What You CAN Clean With Vinegar
Instead of spending money on window cleaners make your own. Mix 2 tablespoons of white vinegar with a gallon of water and dispense it with a spray bottle. Squirt on, then wipe off with a dry cloth.
Just as you descale a coffee pot, you need to de-gunk your dishwasher too. Carolyn Forte, director of the Good Housekeeping Institute Cleaning Lab, recommends placing a large glass measuring cup filled with two cups of vinegar on the top rack, then running the machine as usual — no detergent, no heat dry. “The vinegar will mix with the water as it circulates,” Forte says. This will deep-clean your appliance.

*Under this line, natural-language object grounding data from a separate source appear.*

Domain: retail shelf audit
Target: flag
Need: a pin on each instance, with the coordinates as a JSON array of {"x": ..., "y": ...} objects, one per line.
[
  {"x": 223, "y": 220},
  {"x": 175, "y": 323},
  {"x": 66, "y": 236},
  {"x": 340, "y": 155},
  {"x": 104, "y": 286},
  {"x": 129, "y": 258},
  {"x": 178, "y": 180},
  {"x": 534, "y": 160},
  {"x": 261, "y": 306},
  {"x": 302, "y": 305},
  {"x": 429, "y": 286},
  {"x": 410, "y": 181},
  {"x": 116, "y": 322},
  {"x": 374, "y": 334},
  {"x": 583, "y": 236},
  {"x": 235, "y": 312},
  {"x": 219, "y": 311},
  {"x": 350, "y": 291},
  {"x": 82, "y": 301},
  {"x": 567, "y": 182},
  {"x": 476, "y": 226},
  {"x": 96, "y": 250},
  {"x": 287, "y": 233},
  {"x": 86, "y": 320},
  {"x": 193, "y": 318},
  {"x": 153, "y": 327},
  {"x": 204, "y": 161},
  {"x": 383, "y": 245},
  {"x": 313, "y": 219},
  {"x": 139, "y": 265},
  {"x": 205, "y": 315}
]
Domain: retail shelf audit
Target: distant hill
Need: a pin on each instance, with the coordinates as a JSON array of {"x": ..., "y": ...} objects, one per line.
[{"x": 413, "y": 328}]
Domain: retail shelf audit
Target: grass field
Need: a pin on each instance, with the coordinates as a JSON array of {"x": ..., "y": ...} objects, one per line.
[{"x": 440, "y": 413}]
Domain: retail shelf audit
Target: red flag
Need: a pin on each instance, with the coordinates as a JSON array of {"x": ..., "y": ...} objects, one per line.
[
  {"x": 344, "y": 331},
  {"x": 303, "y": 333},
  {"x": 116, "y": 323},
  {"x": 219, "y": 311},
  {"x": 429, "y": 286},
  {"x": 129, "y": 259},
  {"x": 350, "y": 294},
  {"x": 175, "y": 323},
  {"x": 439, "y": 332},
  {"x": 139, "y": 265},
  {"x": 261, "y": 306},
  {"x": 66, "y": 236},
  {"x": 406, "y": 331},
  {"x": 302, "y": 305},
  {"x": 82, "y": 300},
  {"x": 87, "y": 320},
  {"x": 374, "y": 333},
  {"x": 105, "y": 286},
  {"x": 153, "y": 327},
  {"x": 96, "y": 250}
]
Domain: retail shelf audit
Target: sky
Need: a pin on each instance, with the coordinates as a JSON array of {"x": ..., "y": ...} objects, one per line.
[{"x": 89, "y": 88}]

When towels start to feel stiff, toss them into your washing machine with 1/2 cup of white vinegar — and no detergent. This will help remove detergent residue and minerals that are making them feel scratchy.
Battle carpet stains, like wine, by mixing one tablespoon of liquid hand dishwashing detergent and one tablespoon of white vinegar with two cups of warm water. Use a clean white cloth or sponge to apply a little bit at a time, blotting frequently with a dry cloth until the stain disappears.
What You Should NEVER Clean With Vinegar
- STONE FLOOR TILES
Just like countertops, the natural stone in your bathroom doesn’t take kindly to acidic cleaners, like vinegar and lemon.
- EGG STAINS OR SPILLS
If you drop an egg on the floor (or find that your house or car has been the victim of some rambunctious teens), don’t reach for the vinegar to help clean up. Just like when you poach an egg, the acidity can cause it to coagulate, making the egg more difficult to remove.
“Vinegar can damage the internal parts of an iron,” says Forte. “So don’t pour it through to freshen and clean it out. To keep irons from clogging, empty them completely after use, and follow the manufacturer’s cleaning instructions.”